For certain patients, intravenous sedation may be used. Further reassurance provided by the surgeon and the nursing team is also imperative in decreasing pain, increasing patient comfort and satisfaction. In our case, when we see our view obstructed by the tissue cut away from the adhesions, the grasper is introduced and these adhesions are removed. At the conclusion of this case, we do see that much of the uterine cavity has been restored.
But the patient will be brought back for the repeat diagnostic hysteroscopy, with possible repeat adhesiolysis in two to three weeks. In cases of advanced adhesions, repeat procedures may be necessary. And performing repeat hysteroscopic lysis of adhesions on an outpatient basis may compound the risk reduction this treatment alternative offers patients. Lastly, we would like to share with you our results of the outpatient hysteroscopic adhesiolysis at the Ottawa Hospital.
We performed a retrospective case series looking at 20 Asherman’s patients. Baseline characteristics of patients can be seen here. 15% had mild adhesions, 50 moderate and 35% severe, according to March classification. In 35% of patients, previous hysteroscopic adhesiolysis had been attempted.
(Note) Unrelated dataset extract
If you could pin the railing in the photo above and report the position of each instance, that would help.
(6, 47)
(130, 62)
This figure depicts the distribution of number of hysteroscopic treatments required, with most of our patients having one or two procedures.
Outcomes were available for 19 patients. All of the patients experienced normal menses following treatment. Seven patients achieved a spontaneous pregnancy and six have gone on to deliver to date. Two patients required a hysteroscopic adhesiolysis performed in the main operating room mainly to treat a submucosal fibroid concurrently. The most common form of analgesia used in 89% of our cases was non-steroidal anti-inflammatories.
In conclusion, Asherman’s syndrome can often present difficulty in achieving successful treatments. We present a retrospective case series demonstrating that hysteroscopic adhesiolysis for the treatment of Asherman’s syndrome is a feasible option in an outpatient setting. We suggest that outpatient hysteroscopic adhesiolysis is a viable alternative to traditional treatment of Asherman’s syndrome in the operating room, likely with a more favourable side effect profile.
Larger case series of treatment of Asherman’s syndrome in an outpatient setting should be undertaken to provide a more accurate assessment of outcome measures. We thank you for your attention and welcome any questions.